In short, it’s a pretty standard academic book, and therefore a good candidate for this experiment. People always ask what I had to do to convince Duke to let me release the book. On the one hand the subject matter made it easy: I couldn’t respect myself, or Duke, if a book about Free Software were not freely available. On the other hand, I think they were really eager to experiment, to see what would happen. I created the website, so they didn’t have to; and they agreed to use a CC (By-NC-SA) license and to give me the pdf and a very clean HTML copy (thank you Achorn) for distribution. The designer, Cherie Westmorland, used an open source font and the Boston Public Library let me use the cover image. All told, things worked out swimmingly, and the whole process has been, well, entirely normal. Duke is making as little or as much money on the book as they do on others of its ilk, and yet I am getting much more from it being open access than I might otherwise.

So what have I learned so far? A few things:

1) The Internet is dead. Well maybe it’s not that bad, but the era when simply putting something online guaranteed orders of magnitude more readers/viewers/listeners than normal is long gone. To put a finer point on it, let’s say the ‘Age of Boing Boing’ is dead. Sorry University Presses, you missed it. The place is just so saturated with everything and everybody that it now feels more like normal life and less like some special place. This amounts to saying that things have returned to normal levels of hard work. To get a book to sell, one has to invest a lot of work in marketing it, promoting it and distributing it—but all these things now include new forms of marketing promoting and distribution online. Just putting a book online means nothing unless one is going to work hard to bring attention to it (a fact Rex has noted repeatedly as well). How do I know this: because the Google reports tell the story. All the spikes in traffic correlate precisely with mentions in major and minor media outlets, ranging from Savage Minds to the New Yorker. Placing links in widely read places (print or online) increases traffic. Full Stop. But more than that, I know this because the ratio of print sales to downloads downloads to print sales has been 3 to 1 (Thanks, Cathy for the correction) . Not 1000 to 1 or even 100 to 1, but 3 to 1. That’s kind of amazing. It means that neither my outsized expectations of hordes of geeks downloading the book, nor Duke’s fears of massive numbers of lost sales have come true.

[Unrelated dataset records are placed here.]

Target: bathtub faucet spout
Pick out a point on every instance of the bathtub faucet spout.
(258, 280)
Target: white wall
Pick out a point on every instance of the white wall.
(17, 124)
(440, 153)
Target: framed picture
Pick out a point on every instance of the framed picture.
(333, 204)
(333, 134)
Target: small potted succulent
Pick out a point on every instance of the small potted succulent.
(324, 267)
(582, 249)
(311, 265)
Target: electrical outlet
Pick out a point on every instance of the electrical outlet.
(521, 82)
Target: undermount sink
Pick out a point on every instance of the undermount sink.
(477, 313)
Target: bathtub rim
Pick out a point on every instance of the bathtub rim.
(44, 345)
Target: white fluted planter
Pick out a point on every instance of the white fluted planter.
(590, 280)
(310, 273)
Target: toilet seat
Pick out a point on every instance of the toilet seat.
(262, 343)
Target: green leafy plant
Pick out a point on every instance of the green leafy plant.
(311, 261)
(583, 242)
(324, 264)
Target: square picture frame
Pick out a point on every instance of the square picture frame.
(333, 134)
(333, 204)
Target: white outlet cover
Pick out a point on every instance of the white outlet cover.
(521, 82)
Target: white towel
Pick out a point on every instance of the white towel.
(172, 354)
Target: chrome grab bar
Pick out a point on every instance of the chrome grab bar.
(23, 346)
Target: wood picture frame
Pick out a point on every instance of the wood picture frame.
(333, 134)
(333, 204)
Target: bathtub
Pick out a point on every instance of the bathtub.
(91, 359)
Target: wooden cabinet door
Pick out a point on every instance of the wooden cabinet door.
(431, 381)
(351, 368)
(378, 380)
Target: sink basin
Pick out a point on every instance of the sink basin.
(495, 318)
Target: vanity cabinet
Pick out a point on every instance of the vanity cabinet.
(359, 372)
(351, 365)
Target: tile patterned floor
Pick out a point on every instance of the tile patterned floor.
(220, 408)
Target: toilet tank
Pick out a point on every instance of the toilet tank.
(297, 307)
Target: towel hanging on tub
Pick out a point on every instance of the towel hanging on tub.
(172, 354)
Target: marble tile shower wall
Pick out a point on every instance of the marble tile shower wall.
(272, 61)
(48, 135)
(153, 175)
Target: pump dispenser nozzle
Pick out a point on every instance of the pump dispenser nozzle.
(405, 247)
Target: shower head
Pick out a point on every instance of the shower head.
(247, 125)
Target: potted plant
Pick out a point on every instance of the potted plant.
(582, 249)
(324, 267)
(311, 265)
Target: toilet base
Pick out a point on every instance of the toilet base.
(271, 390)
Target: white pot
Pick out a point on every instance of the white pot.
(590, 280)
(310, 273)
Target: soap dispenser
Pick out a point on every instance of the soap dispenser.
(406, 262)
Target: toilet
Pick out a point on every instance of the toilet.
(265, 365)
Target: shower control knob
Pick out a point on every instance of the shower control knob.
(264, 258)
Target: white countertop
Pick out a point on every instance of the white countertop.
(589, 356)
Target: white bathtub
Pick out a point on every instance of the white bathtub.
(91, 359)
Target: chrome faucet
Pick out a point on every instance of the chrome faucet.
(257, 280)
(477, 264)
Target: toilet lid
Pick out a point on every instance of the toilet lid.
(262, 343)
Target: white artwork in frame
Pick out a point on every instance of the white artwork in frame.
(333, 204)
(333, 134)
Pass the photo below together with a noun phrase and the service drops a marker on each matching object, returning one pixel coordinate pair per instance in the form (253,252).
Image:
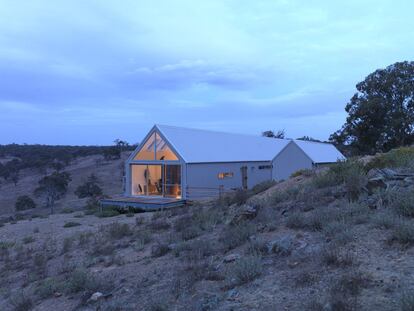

2) I have tenure. Putting my book online did not ruin my career. Having Duke publish it, as opposed to, say, some online vanity press, contributed to my tenure case, but simply having it available for free is not career suicide. Quite the opposite, I would say. I have more requests now for talks, reviews, contributed papers, conferences, interviews and projects than I can accept, and probably more than half of them come from people I don’t know from Adam, which means people who have found the book in public rather than through connections with my peers and friends. Lots of people are assigning the book in class, or bits of it, which I can only assume is facilitated by the ease of access. Duke, of course, might not like to hear this since it means people are assigning the book without ordering copies for class, but I’m ambivalent. On the one hand, I would like those people to assign the whole book and for Duke to be remunerated as a result; on the other hand, I know what creating a syllabus is like, and how great it is when something can be added just by inserting a link, as opposed to dealing with bookstores and administrative systems for ordering the book–a book students may or may not buy anyways.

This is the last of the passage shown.